Attention busy parents, everywhere: There’s a new Shabbat guru in town, and her name is Mila Kunis.

The actress, who is married to Ashton Kutcher and is mom to Wyatt and Dimitri, dished to actor/podcast host Dax Shepard about how her family always makes time to do Shabbat on Friday nights.

“I love the idea of — regardless of where we are in the world, regardless of what we’re doing, on Friday night, we take a minute to just acknowledge one another,” she says, “to acknowledge our children, to acknowledge our family, say I love you, apologize for all the dumb shit that we did, and move on.”

Kunis, born to a Jewish family in Kiev, Ukraine, was only 7 when her family left the Soviet Union for America in 1991 on a religious refugee visa.

She started acting to learn English. And, clearly it worked: In 1998, at age 14, she was cast on That ’70s Show. There, she met Kutcher, who played her love interest on the show… and, well, in 2012 they began dating IRL and married in 2015.

On the July 22, 2018 episode of Armchair Expert with Dax Shepard, Kunis spoke with Shepard for nearly three hours. But her anecdotes about Shabbat really got our attention.

Mila Kunis

Chatting with Shepard, Kunis explains the importance of Shabbat to her family, first stating, “I’m not religious, at all, but Ashton is.” (For the record, Kutcher, who was raised in a conservative Catholic family, started practicing Kabbalah sometime in his late 20s. He has not converted to Judaism, however.)

She says, “When we started dating, Ashton was very religious,” and she was “not religious whatsover.” So she told him, “listen buddy, I love you, so very much, let’s like find a happy medium here.”

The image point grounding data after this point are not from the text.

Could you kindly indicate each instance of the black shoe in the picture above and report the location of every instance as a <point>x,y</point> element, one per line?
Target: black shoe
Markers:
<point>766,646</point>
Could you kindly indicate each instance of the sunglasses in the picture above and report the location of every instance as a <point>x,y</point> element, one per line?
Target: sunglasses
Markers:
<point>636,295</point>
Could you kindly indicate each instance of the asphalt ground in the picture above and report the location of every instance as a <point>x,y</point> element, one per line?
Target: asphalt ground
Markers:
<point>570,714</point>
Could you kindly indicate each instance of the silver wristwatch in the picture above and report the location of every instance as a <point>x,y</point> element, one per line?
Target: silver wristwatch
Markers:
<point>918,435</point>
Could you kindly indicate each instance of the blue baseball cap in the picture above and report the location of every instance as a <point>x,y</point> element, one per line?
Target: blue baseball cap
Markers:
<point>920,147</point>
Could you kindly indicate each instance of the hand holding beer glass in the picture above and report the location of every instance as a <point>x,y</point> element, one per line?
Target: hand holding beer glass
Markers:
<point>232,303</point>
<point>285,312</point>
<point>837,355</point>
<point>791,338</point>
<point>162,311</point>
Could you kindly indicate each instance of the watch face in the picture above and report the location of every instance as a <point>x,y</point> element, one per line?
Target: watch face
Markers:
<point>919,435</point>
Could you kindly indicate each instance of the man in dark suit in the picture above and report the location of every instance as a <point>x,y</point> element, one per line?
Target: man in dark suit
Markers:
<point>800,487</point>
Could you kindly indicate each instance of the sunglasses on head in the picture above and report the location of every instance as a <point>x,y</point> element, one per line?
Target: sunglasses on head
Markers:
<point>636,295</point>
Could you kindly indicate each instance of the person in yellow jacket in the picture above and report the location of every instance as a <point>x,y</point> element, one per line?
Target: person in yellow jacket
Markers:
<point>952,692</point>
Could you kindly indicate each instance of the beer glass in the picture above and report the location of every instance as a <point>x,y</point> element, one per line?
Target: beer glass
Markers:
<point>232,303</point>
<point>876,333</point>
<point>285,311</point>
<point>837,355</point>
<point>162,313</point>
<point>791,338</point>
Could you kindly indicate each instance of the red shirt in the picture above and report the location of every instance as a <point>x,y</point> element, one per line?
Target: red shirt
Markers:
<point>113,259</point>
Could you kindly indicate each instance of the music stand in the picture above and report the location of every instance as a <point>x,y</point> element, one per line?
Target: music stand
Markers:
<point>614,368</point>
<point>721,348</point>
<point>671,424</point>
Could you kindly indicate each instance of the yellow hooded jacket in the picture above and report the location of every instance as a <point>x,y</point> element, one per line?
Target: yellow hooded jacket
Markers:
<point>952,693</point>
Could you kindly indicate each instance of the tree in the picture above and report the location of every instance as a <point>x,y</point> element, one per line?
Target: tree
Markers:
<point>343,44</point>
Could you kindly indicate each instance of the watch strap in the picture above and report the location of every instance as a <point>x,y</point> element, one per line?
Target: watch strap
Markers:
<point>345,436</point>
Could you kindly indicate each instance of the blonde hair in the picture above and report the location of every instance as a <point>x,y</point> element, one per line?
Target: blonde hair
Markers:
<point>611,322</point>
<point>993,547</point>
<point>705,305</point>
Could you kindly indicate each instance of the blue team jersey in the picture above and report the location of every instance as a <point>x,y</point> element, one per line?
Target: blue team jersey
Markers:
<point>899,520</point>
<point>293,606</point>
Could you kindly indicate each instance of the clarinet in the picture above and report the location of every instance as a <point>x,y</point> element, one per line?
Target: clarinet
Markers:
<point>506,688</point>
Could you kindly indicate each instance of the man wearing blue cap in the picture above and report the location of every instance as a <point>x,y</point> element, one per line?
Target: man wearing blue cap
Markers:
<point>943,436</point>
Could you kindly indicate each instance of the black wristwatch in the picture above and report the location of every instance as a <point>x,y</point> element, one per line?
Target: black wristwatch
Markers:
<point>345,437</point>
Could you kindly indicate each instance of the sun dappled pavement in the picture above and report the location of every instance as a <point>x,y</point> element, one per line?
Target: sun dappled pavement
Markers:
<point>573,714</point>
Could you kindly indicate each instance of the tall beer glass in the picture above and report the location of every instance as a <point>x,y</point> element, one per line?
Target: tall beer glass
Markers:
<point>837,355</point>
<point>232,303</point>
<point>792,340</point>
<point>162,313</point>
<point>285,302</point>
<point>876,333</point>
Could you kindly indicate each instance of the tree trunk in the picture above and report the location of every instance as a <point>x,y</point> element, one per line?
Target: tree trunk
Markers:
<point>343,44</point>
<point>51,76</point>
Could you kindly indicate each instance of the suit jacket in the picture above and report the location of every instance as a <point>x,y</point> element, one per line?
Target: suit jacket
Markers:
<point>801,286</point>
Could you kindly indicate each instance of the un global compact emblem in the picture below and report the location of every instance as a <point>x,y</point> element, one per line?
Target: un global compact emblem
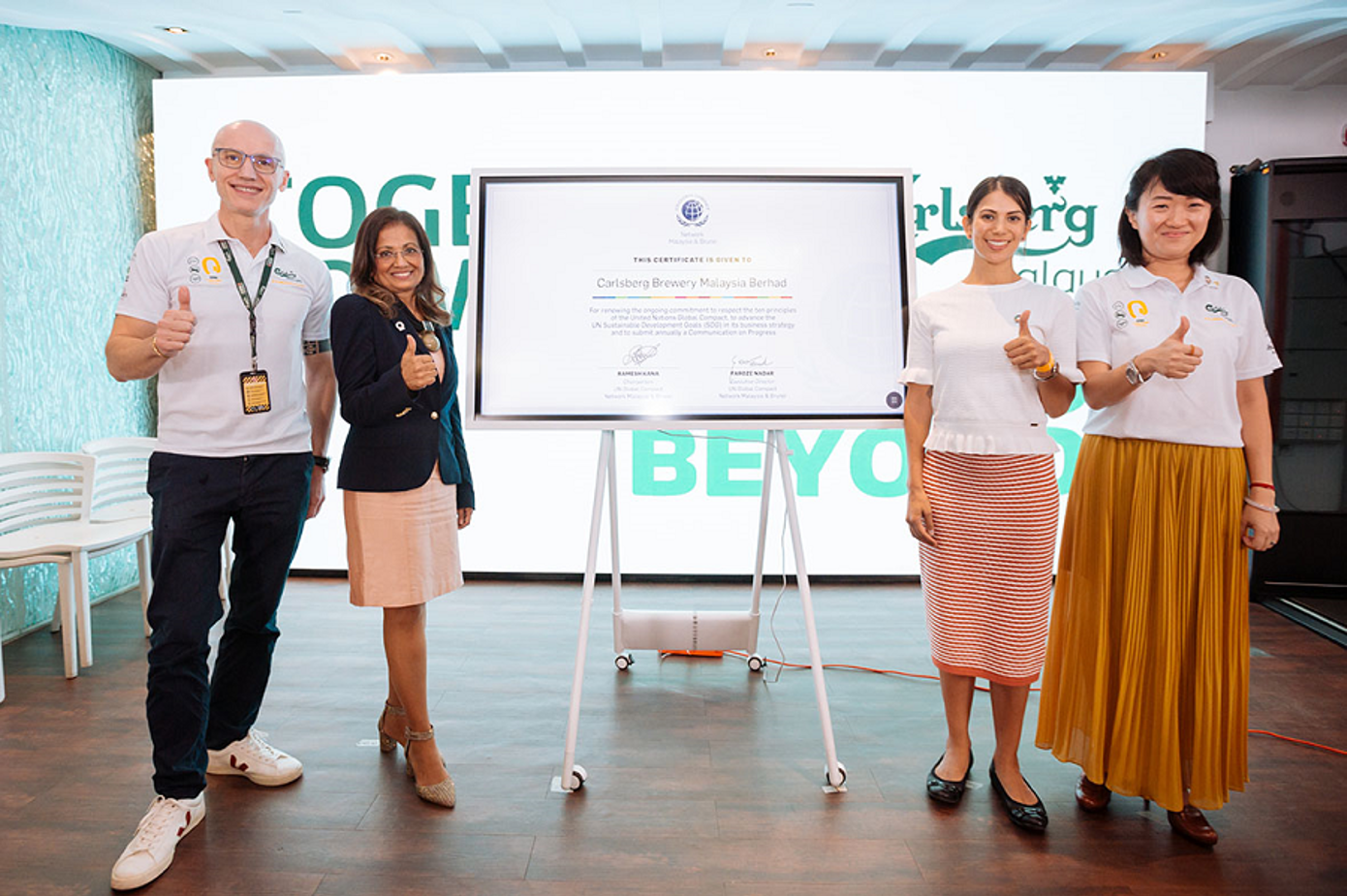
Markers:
<point>693,212</point>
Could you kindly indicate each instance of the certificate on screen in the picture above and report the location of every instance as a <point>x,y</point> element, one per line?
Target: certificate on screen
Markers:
<point>639,299</point>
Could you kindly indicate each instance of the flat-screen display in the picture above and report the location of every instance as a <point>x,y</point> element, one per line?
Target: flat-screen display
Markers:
<point>642,299</point>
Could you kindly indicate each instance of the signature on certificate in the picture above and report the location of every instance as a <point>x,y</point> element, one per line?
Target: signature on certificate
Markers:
<point>642,354</point>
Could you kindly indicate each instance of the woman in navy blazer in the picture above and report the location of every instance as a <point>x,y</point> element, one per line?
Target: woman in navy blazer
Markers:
<point>404,468</point>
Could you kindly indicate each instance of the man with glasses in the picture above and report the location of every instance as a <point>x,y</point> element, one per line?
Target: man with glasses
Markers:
<point>234,318</point>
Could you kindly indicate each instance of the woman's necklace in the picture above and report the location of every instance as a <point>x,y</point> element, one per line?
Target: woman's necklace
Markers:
<point>427,333</point>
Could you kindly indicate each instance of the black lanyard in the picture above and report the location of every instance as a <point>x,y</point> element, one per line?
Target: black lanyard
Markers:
<point>249,302</point>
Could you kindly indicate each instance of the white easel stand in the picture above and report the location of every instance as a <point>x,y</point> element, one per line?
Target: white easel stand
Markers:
<point>682,631</point>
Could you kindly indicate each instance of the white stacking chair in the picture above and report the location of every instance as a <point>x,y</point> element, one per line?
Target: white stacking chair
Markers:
<point>119,495</point>
<point>46,499</point>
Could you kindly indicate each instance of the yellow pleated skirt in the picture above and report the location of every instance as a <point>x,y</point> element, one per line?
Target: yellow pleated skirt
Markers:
<point>1145,683</point>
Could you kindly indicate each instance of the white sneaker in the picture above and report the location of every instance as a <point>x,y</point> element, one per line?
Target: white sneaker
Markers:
<point>149,851</point>
<point>256,760</point>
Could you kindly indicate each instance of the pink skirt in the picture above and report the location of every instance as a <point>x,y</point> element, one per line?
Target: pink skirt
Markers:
<point>987,583</point>
<point>401,547</point>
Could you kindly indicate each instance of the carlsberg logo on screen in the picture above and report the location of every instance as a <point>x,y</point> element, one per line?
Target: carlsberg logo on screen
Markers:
<point>1059,224</point>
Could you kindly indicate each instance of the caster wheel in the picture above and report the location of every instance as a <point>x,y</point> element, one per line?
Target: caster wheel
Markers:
<point>579,776</point>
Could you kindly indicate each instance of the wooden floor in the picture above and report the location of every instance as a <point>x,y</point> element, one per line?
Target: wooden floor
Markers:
<point>704,778</point>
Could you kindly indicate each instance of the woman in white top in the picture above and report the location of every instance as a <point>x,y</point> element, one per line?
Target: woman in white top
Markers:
<point>988,358</point>
<point>1146,678</point>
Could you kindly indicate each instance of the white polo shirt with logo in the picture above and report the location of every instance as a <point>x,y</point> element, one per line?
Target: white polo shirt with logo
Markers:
<point>200,399</point>
<point>1133,310</point>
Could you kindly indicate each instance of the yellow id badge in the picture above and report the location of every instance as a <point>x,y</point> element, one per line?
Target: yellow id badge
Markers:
<point>256,392</point>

And what was that happy medium? Shabbat.

She tells Shepard that even though “normal Shabbats are hours long, and require a lot of work,” her family’s Shabbat is just about spending time together. “Our kids are going to get older, and they’re not gonna want to spend time with us. Just what happens,” she adds. “Too bad, so sad, you’re going to have dinner with us. So that, to me, was like — Friday night, we’re all going to get together, and we’re all just going to talk. And we’re gonna talk about the week.”

So on Shabbat, the whole family sits down together. Kunis puts it quite beautifully: “Nobody’s gonna wanna talk. My boy’s probably going to want to play video games, my girl’s gonna shun me, but on Friday night, we’re all gonna sit down, and we’re going to look each other in the eye, and say I love you, and [ask] what did you do this week, just reconnect for a minute. Like, that’s the long haul of it.”

Even though her kids have “the attention span of gnats” — which makes their Shabbat tradition about five minutes long — she still believes in the importance of the weekly ritual.  “You light two candles… one’s for the mom, one’s for the dad,” she explains. “You light the light, you combine the light, you say a nice little prayer, you say a prayer for your children, you say a prayer…for the bread, we do a couple blessings, it’s literally minutes long, and then we just apologize for whatever we did that week that upset one another, then you kind of just move [on].”

Kunis, furthermore, says her kids know all the blessings in Hebrew. And she only says the lighting of the candles part, and the rest is said by Kutcher. (Kunis speaks Russian with her children, and plans on raising them bilingual.)